Not a magic bullet (since I know many idiots will comment who are incapable in thinking in probabilities but only think in black and white), but the fact that some people were fully healed or at least partially improved their life quality is obviously insane progress compared to any medication, which either doesn't work fully or stops working over time.

This channel has more examples: https://www.youtube.com/watch?v=Mlku8oWrQLk

reply
KempyKolibri
7 hours ago
[-]
We have some case studies and pilot studies without any kind of control. Perhaps keto/low carb could be helpful (it certainly is with epilepsy!), but I certainly haven’t seen any evidence that it’s superior to other diets that achieve the same things (I.e. weight loss, or higher clinician contact time - a lot of these pilot studies end up losing a bunch of weight and getting several extra hours per week of contact with their clinician - who knows if much/all of the benefit comes from this?).

Having had quite a lot of experience with the keto/low carb crowd, I think we’d see a lot more adoption/interest in their ideas if they approached things in a less ideological/dogmatic way. It’s hard for responsible clinicians to get involved with, say, Metabolic Mind when people like Bret Scher hand wave around the CVD risks from high SFA intakes, or big up low quality work like the godawful Keto-CTA paper.

There _are_ responsible keto advocates out there like Ethan Weiss, and I suspect that if the keto/low carb community were to promote _their_ work rather than that of people like Nick Norwitz and Dave Feldman then their diet of choice would be taken more seriously.
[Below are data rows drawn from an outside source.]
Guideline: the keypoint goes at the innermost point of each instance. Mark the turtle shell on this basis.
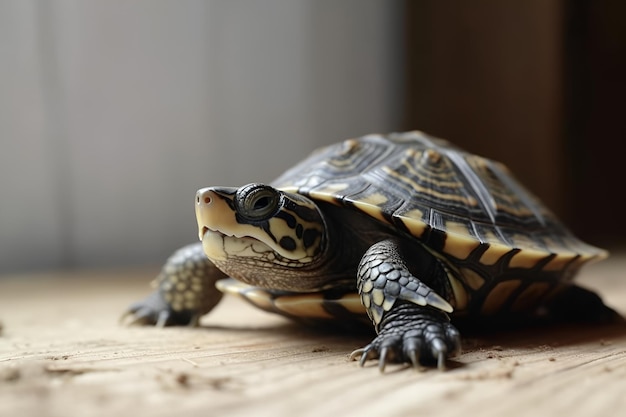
(456, 203)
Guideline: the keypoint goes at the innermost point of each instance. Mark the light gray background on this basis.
(113, 113)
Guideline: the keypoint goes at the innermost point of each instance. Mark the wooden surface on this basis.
(62, 353)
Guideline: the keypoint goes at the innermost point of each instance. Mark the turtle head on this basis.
(246, 231)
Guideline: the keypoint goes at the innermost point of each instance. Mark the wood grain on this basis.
(63, 353)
Unfortunately much of the low carb movement is quack town at the moment. I hope they get their act together, there are benefits in there for people in need, but they need to get serious first.

reply
NotGMan
3 hours ago
[-]
I've never heard of any other diet or non-keto nutritionist being able to reverse such mental illness. Do you have any links?
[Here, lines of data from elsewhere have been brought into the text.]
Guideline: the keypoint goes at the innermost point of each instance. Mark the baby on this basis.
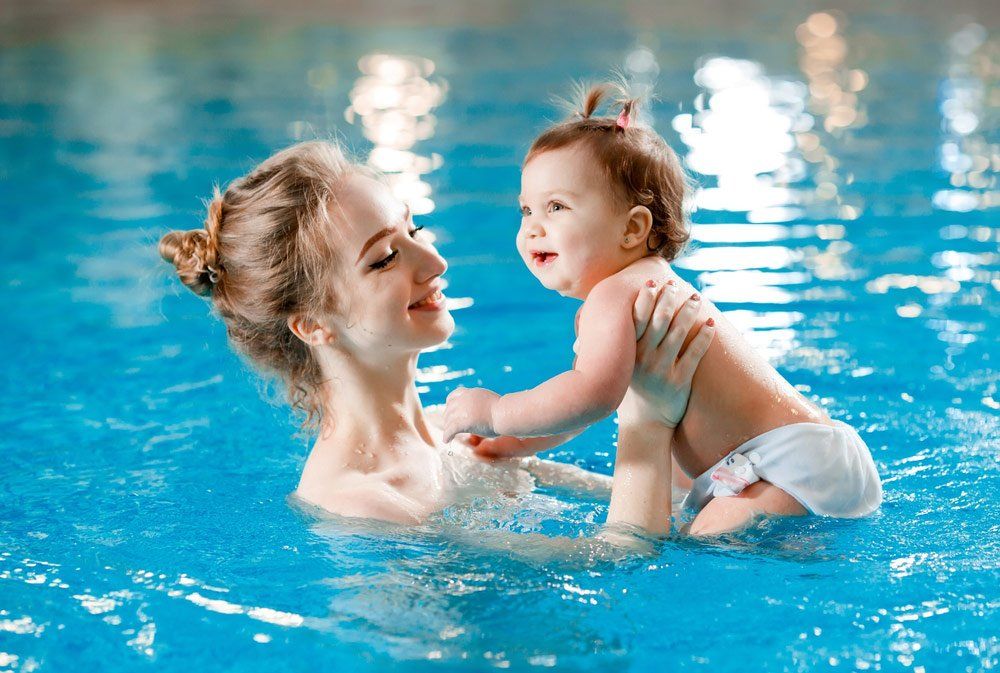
(601, 218)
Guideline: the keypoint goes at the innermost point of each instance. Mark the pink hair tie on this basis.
(623, 119)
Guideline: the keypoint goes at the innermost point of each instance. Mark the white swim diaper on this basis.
(828, 469)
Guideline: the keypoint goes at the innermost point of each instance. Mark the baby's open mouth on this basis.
(542, 258)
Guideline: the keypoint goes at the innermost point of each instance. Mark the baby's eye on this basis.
(386, 261)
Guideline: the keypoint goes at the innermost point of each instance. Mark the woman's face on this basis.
(392, 298)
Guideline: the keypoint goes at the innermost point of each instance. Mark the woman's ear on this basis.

>> but I certainly haven’t seen any evidence that it’s superior to other diets that achieve the same things

You can find many N=1 examples for this on the linked youtube channel and then you have hundreds of testemonials here (click load more) on the carnivore diet healing autoimmune issues: https://www.revero.com/blog/success-stories

No other non-keto diet comes even close to this.

I've only ever come across the keto diet as the one that can do this to such an extent. I've only heard of some T2 diabetics reversing it by losing weight in the context of "any diet that causes weight loss".
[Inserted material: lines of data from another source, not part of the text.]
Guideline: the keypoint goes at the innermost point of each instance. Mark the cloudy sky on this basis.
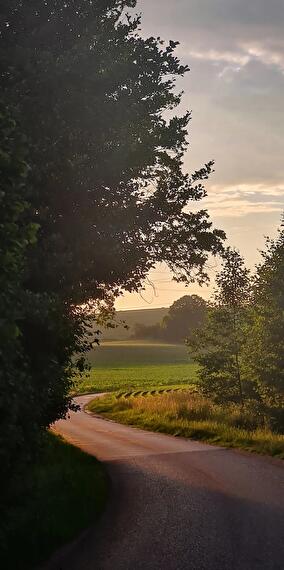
(235, 89)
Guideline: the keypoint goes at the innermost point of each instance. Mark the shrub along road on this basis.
(177, 504)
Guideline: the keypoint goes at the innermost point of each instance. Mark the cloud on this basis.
(243, 55)
(243, 199)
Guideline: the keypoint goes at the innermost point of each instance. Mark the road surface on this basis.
(176, 504)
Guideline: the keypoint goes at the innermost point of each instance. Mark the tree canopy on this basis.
(185, 315)
(107, 182)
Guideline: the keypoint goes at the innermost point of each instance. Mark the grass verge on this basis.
(63, 494)
(186, 415)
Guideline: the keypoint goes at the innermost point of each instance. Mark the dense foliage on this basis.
(185, 314)
(39, 334)
(241, 347)
(108, 188)
(103, 198)
(218, 346)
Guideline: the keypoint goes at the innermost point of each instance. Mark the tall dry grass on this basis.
(193, 407)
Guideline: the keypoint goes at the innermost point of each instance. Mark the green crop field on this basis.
(126, 366)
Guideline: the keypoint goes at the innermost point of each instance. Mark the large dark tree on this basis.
(186, 314)
(218, 347)
(265, 344)
(107, 184)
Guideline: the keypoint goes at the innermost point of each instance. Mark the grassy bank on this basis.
(128, 366)
(62, 494)
(189, 415)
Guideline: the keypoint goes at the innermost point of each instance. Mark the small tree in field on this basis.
(218, 346)
(265, 346)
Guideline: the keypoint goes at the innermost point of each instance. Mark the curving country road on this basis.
(176, 504)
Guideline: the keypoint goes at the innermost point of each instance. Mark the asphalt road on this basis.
(177, 504)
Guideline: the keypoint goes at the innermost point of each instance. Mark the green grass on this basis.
(63, 494)
(126, 366)
(184, 414)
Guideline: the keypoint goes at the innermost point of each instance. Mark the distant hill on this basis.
(146, 317)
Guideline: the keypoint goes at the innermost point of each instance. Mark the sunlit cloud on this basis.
(240, 200)
(242, 56)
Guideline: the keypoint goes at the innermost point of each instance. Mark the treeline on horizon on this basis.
(84, 134)
(237, 338)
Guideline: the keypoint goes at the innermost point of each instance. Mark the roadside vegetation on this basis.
(187, 414)
(63, 493)
(238, 398)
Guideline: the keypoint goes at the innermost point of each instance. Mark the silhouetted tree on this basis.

They don't wave around CVD risks: they show you that all the pro "SFA is bad because of CVD" crowd is also full of biases and very bad science and pharma sponsored studies that shill statins etc...

I agree that the Keto-CTA paper was trash. Horwitz isn't the best when it comes to this.

Though when you say that most are quaks: the entire "SFA is bad" field can also be marked like this when you see that most of those studies are trash, how eg "lasagna" is designated as "meat" in studies and similar trash.

There is no clear signal about SFAs being bad since you can find counter-studies for each viewpoint.